Water is extracted from two levels in the large covered ponds that house younger fish, and pumped through this system to ensure even purification of the ponds.

Backup diesel generators and a solar power system with batteries ensure that the pumps keep the water flowing continuously through these filtration systems, regardless of planned or unplanned power outages.

Water and heat alert

Like most of the Western Cape, the Overberg is gradually becoming hotter and drier – a significant risk when your entire business depends on an organism that becomes stressed when the water temperature rises above 22°C.

“Temperature is not a problem during winter months,” says Albert. “During a very warm, dry year such as 2025, you harvest the fish a little earlier than you would otherwise, and during a cooler, wetter year you wait a little longer before taking them out.”

The Kemps monitor the water temperature closely and adjust how much they feed the fish when it does become hot.

“One hot winter’s day doesn’t make much of a difference to the overall water temperature,” says Albert. “If you do expect longer periods of hot weather while you have fish in your ponds, you keep an eye on the fish and the temperature; you might feed them less on the day before it gets really hot, or you stop feeding them for a day. When you do that, they use much less oxygen than they would if they do get fed.

Paddle wheels in the outdoor trout ponds serve to keep the water aerated, as the quality of the end product depends greatly on the oxygen content of the water.

”The risk associated with higher water temperatures is that warm water does not absorb as much oxygen as colder water, so it is important to manage the trout’s oxygen intake when temperatures do rise.

The artificial ponds for smaller fish are shaded to keep them cool, and in the outdoor ponds the Kemps make use of evaporative cooling, which is done by trickle filtration through bioblocks, functioning like a radiator.
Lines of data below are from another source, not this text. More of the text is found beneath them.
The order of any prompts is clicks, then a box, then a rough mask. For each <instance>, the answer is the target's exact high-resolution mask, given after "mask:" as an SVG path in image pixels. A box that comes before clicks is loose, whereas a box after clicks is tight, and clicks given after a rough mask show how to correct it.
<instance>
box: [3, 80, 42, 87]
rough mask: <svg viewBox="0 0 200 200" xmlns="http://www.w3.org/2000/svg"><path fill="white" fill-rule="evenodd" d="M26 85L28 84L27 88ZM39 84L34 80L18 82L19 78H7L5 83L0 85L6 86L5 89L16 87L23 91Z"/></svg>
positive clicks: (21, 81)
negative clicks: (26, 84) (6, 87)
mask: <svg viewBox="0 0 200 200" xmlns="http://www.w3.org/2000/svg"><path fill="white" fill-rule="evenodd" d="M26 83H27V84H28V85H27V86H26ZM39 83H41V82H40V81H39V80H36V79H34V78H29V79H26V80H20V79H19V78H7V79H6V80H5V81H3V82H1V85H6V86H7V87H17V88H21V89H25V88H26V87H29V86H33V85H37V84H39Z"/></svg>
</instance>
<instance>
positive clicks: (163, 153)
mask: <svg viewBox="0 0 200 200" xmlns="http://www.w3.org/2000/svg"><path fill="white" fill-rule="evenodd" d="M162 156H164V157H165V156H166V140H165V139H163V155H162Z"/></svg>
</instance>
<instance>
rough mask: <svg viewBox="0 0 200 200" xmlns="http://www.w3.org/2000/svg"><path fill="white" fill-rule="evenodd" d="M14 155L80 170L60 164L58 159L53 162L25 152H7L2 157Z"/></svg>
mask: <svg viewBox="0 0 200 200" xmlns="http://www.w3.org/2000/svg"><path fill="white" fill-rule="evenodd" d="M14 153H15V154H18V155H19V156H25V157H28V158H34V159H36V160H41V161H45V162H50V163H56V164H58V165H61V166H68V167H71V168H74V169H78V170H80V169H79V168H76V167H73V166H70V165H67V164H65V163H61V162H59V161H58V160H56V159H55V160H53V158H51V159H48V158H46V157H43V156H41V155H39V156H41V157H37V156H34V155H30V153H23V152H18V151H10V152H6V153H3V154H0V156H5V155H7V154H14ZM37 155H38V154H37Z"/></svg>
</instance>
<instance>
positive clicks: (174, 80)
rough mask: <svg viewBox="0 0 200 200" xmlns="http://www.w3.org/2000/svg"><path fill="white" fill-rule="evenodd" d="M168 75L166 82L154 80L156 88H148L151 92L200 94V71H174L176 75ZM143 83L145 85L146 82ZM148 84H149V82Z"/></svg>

In the dams, large paddle wheels turn constantly in order to increase the oxygen content of the water.

While fish farming requires large volumes of water, it is not lost during the production process, and all water can be reused.
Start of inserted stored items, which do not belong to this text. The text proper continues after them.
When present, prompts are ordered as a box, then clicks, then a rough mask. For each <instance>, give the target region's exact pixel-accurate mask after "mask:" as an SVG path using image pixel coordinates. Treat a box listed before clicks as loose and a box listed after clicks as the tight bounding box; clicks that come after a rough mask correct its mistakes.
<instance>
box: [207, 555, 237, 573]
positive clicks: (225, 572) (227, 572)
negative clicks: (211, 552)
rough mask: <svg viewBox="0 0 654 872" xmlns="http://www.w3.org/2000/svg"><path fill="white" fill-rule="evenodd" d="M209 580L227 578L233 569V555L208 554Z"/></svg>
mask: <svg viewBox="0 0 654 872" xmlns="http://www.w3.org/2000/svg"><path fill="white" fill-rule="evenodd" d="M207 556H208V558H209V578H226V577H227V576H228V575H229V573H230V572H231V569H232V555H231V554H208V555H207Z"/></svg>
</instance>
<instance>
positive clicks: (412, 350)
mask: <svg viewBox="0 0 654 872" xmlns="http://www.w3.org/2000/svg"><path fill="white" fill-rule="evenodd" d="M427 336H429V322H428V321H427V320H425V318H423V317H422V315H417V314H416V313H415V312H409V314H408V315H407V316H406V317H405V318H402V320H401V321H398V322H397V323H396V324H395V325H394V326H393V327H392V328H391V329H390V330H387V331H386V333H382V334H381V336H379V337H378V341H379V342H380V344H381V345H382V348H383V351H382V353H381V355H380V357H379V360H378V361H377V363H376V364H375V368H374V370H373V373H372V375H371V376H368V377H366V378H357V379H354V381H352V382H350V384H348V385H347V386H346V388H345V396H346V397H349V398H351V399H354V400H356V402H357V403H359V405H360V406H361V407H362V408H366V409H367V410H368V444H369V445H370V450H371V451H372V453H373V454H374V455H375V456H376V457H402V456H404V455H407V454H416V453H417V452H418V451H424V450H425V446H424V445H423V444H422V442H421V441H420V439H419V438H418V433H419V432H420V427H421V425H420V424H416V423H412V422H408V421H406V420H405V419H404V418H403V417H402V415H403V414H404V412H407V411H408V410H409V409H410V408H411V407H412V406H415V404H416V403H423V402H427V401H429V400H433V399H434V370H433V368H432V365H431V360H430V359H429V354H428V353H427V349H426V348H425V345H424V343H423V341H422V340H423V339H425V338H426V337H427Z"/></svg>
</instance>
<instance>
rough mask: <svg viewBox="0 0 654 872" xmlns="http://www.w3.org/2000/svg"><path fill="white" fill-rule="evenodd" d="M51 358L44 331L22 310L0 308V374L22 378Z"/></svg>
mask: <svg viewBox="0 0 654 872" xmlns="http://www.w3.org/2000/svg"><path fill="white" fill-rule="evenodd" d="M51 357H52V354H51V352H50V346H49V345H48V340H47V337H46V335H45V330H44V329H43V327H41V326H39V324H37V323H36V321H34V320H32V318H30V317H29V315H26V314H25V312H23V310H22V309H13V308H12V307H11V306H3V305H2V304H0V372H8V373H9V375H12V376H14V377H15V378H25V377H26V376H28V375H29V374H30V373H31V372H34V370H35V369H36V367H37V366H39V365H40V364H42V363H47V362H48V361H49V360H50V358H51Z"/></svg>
“We work very carefully with our water,” Alicia points out.

Expansion plans

Albert and Alicia have been steadily growing the proportion of their product that they process, package and sell themselves under their brand B’Bos Trout. They plan to gradually expand this portion of their business until they can pack all of what they produce themselves, and they also look at expanding their farm.

Their production season runs from April, at the end of the long, hot Western Cape summer, to October or November, when the weather starts warming again.

It takes them 16 months to rear a trout to marketable size, with an average weight of 1,5kg. They acquire the fertilised eggs, which are all female, at the end of May and June. The fish remain on the Kemps’ farm from hatching until April the next year, when they are transferred to the cages at Lomond.

Albert says because of the seasonal nature of trout farming, the Overberg with its cool sea air is a good location for such a business.

However, for him the best place to farm rainbow trout would be the cool, elevated valleys of Du Toitskloof, which stay cooler for longer and have a constant flow of clean mountain water, making it possible to harvest fish over six months instead of one. He plans to start a trout farming venture there from 2026, and their long-term plan is to also open a fly fishing venue on their land.

In the meantime, however, they are slowly and steadily expanding B’Bos Trout, targeting chefs and consumers. As more of their produce is sold under their own brand, their margin grows, enabling them to invest more in their own packing capacity.

“Not everyone has the stomach for trout farming,” says Alicia with a laugh. “But the secret is to do as much as possible yourself.”